# Spam. It's what's for dinner.



## Heather (Mar 20, 2007)

I am getting a little weary of the amount of spam the forum (admins) get. 
I'm tired of come-ons for: 
viagra
a larger penis
a longer penis
a harder penis

I'm tired of people trying to sell me OEM crap.

I'm tired of people registering with the birthday of March 28, 1983. Boy, was that a hard day for women around the world! 

This is the latest thing I am tired of....


> Ave, dear
> 
> Love is all we need and all we want from life. My heart is like
> an open book where you can write our love story, beautiful and
> ...



I particularly liked that the url was hotlove.com/kidding and yet in the next sentence she indicated she was serious.  Is she kidding or serious?!

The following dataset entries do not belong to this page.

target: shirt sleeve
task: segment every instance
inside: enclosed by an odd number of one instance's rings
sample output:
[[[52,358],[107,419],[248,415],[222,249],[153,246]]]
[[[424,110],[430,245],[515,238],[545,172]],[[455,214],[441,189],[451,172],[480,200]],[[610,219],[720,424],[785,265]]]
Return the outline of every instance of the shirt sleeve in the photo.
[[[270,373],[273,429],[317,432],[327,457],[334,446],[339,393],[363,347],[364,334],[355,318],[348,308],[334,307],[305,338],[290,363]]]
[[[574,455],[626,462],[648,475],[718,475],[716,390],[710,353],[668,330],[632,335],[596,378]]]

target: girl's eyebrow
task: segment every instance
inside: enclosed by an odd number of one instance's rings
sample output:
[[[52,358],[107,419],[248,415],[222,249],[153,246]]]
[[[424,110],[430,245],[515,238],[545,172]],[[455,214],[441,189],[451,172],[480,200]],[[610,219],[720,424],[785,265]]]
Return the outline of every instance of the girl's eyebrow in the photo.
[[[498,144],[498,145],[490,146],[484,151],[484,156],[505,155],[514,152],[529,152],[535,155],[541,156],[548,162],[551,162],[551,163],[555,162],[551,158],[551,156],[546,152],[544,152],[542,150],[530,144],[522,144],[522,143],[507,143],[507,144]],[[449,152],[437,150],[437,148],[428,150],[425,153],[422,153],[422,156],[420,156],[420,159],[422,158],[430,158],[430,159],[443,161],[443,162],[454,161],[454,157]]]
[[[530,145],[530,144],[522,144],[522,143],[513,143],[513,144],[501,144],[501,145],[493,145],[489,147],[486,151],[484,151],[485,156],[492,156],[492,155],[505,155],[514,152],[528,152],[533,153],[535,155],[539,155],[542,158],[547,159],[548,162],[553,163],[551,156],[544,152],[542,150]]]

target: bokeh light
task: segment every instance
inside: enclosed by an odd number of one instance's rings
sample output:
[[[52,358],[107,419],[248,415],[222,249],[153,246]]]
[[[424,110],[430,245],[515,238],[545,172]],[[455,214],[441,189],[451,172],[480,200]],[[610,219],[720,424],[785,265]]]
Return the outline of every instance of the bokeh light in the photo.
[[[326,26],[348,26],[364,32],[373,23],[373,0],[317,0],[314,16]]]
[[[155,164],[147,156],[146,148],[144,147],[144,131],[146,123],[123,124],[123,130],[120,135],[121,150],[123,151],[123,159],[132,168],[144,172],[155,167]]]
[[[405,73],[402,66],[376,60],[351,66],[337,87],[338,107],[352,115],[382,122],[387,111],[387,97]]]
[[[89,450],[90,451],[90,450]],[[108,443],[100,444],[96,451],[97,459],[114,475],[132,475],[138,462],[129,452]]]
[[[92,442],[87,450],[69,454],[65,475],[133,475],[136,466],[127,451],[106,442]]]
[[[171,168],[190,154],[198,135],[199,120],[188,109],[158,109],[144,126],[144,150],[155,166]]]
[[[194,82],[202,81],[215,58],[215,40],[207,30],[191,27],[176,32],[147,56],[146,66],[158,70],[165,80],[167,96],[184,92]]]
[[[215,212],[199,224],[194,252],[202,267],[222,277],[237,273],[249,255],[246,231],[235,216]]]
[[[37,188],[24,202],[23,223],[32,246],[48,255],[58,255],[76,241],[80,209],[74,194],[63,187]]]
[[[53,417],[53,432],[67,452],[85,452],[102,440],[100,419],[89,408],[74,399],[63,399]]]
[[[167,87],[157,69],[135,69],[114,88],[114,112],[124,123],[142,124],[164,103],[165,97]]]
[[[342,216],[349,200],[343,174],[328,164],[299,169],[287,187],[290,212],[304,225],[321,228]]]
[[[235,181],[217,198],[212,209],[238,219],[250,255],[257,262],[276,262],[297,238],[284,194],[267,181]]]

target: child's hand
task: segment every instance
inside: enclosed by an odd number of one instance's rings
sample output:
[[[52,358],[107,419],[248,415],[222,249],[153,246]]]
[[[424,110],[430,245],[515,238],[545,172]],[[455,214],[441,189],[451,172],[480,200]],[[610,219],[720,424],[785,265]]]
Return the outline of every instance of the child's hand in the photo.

Someone, please enlighten me.


----------



## Marco (Mar 20, 2007)

dip it in some scrambled eggs fry on both sides till lightly cooked serve with some ketchup and scrambled eggs. mmm mmm goodness


----------



## Heather (Mar 20, 2007)

Umm, i think you missed my point, Marco, dear. ity:


----------



## smartie2000 (Mar 21, 2007)

:rollhappy: sorry I can't help it...
I wonder how much crap the other forums are getting...any ppl against orchid growers send threats? ...hmm are there ppl against us?


----------



## NYEric (Mar 21, 2007)

Heather said:


> I'm tired of come-ons for:
> viagra
> a larger penis
> a longer penis
> a harder penis


Damn, there goes half my rap! :wink:


----------



## bwester (Mar 21, 2007)

Sorry, I sent the ones about the larger and longer penis, I just wanted to help people be a little more like me


----------



## Rick Barry (Mar 21, 2007)

Heather,

Don't be too critical. Mom's just trying to supplement her Social Security checks. What with the pet food recall, it's getting tough for a retiree to put together a decent meal!

Rick


----------



## SlipperFan (Mar 21, 2007)

Heather said:


> Umm, i think you missed my point, Marco, dear. ity:


Hmmm -- maybe he's talking about penises...


----------



## Marco (Mar 21, 2007)

yech...nope..im talking about spam! oke:


----------



## NYEric (Mar 22, 2007)

SlipperFan said:


> Hmmm -- maybe he's talking about penises...


OUCH!!!


----------